Cuando te perdí, cuando te moriste, morí, morí mil veces.
Caminé años y años como idiota, un imbécil que camina en el centro del arroyo, un perro de la calle y descarnado.
Sabía que eras polvo, sabía de tu partida. El dolor y la rabia me impedían ver el mundo, me impedían morir, me impedían vivir.
Pasaron años, muchos, y con incontable ayuda renací.
Desperté a la vida, desperté al amor, pero no recordaba el camino hacia tu cuerpo. Tenía olvidado tu regazo, tu abrazo, tu mirada. Regresaba si ojos, sin oídos y sin piel.
Pasaron más años y la reconstrucción tomo su rumbo, me vestí de nuevo con una piel prestada, encontré oídos de los que dejan a los demás con las palabras y tomé los ojos de aquellos que ven sin ver a las personas.
Los cuerpos son los guantes de las almas, pueden ser de fiesta, ser de hilo, ser de piel o rudos y viejos para el trabajo, pero adentro, muy adentro, la mano no ha cambiado, la mano ha mejorado con trabajo, con amor, con calma. Y así.

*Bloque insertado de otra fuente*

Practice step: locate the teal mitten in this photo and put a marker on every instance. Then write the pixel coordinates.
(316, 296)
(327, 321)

Un día por la mañana te encontré, no eran los mismos ojos ni la misma boca, pero algo me decía que si los míos no eran los mismos, estos nuevos enmascaraban tu persona.
La risa era la misma y la voz clara y transparente, tus palabras llenas de luz y de cariños llegaban de nuevo para iluminarme.
Le hablé de tu (su) partida, le inventé palabras compartidas, le ame como se ama el bien perdido, le conté de ti (de ella); de como antes de verla la pensaba (te pensaba), de cómo antes de amarla ya la amaba (ya te amaba).
Y lo entendió sin prisa, sin deshonra; las almas afines, al final, se encuentran. No digo que gemelas porque ese es de las almas el trabajo.
Ahora al salir el sol la veo dormir y despertar sonriente, veo su negra cabellera con destellos de oro como el tuyo, sus negros ojos de obsidiana tienen los tintes verdes de los tuyos y su hermosa sonrisa mañanera, esa es suya y a ti te pertenece.
Te amo (la amo) y no te (la) olvido.